Re: Blue Chip Technology + MagnumX?



John Devereux wrote:
David Hearn <dave@xxxxxxxxxxxxxxxxxxxx> writes:

John Devereux wrote:
David Hearn <dave@xxxxxxxxxxxxxxxxxxxx> writes:

Has anyone got any experience of Blue Chip Technology
(http://www.bluechiptechnology.co.uk/) and especially their MagnumX
single board computers?
(http://www.bluechiptechnology.co.uk/single_board_computer.php?sub_group_id=2)

We've been investigating the ColdFire MCF5475EVB for some quite simple
5 channel GPIO capture - but at quite high data rates. We've got the
266MHz ColdFire processor to do what we want but it just isn't quite
fast enough - it's missing some of the state transitions on the
channels. We're sampling at around 2 to 2.2MHz and we need more like
3.3MHz.

We were wondering whether a faster (2x?) processor would be more
likely to do the job. The 733MHz MagnumX board sounds like it might
do this, and it has 16 channels of GPIO (we only need 5 inputs at
present, unlikely to increase significantly). I'm aware it's moving
from the ColdFire/M68K processor to an x86 processor, but unless
there's a major difference in per cycle processing, that's not a
problem.

Our app is quite simple - loop until a counter expires, each iteration
store 1 byte pin state register and 32 bit counter value. We
currently can sample up to 60MB of data.
Can you not use DMA instead? And/Or perhaps an external FIFO.
Personally, I have no idea. I've never used DMA before (I'm
traditionally a desktop app guy!) - so I'm not sure where I would
start, or what I'd need to do. Essentially, we just want to move a 8
bit GPIO register containing pin status and a 32 bit register
containing a counter value into RAM as fast as possible - at around
3.3MHz (sample every 300ns).

Paul Carpenter beat me to to most of the points I would make. I would
just wonder whether you actually need the counter - if the samples are
being aquired reliably then perhaps the sample number can give you the
time?

Yes, if the samples are being taken at guaranteed periodic intervals then use of the counter is not needed.

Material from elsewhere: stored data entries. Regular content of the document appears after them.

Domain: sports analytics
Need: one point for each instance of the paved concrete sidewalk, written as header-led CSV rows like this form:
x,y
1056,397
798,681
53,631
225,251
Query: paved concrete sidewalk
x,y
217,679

Originally to save RAM (we 'only' have 64MB on board), we only logged the pin state if it had changed, but this added a little processing into the loop (thus making it slower), and also required the use of the counter to get timing values as the time for each iteration would change depending on whether the pin state had changed. When the pin state was the same the loop was shorter, when it had changed it was longer.

To try and speed things up (ie. reduce memory accesses and conditionals), we started just sampling the pin state, but not filtering out any non-changes - therefore making the code path in each iteration of the loop identical. This, in theory, should give the same sample rate each time, once the 'fudge' factor (time taken for each loop iteration) is calculated.

I believe this worked well - however the sample rate was still only fractionally faster than 2MHz - not close to the (approx) 3.3MHz we'd like.

Anyway, DMA uses special hardware facilities to move data around,
rather than doing it in software. Look it up in the data*** for your
coldfire chip. You should be able use the output of a timer to trigger
a DMA transfer from a PIO port to memory, at a programmed rate.

I'll look into that. The issue I found yesterday whilst looking at some generic DMA stuff is that the amount of code to initiate a DMA transfer is significant, much more than what is currently occurring in the loop. Whilst the memory transfer might be faster, the actual processing to initiate the transfer will be greater.

I guess this is what Paul meant by using a deep FIFO (I'm still learning!). This can be used to buffer up the samples such that the DMA transfer can be done on a larger block, rather than the 1 (or 5) bytes I'm currently processing each time.

Am I correct in saying that using DMA to transfer 1 or 5 bytes (if including a counter) at a time is likely to have more overhead than just doing a normal array indexed write?

We originally tried using a timer to generate interrupts and to sample at a constant rate, however, we found that the sampling speed was far slower than using a simple while() loop - too slow for our needs. To further complicate matters, turning full optimisation on (using gcc for M68k) caused interrupts to break. Using full optimisation made a noticeable difference in speed when doing the simple while() loop.

Unfortunately I have little control over modifications of the hardware (ie. adding FIFOs etc). Whilst I can advise what might be a better off the shelf choice, custom changes to boards is unlikely to happen at this stage (proof of concept and initial development).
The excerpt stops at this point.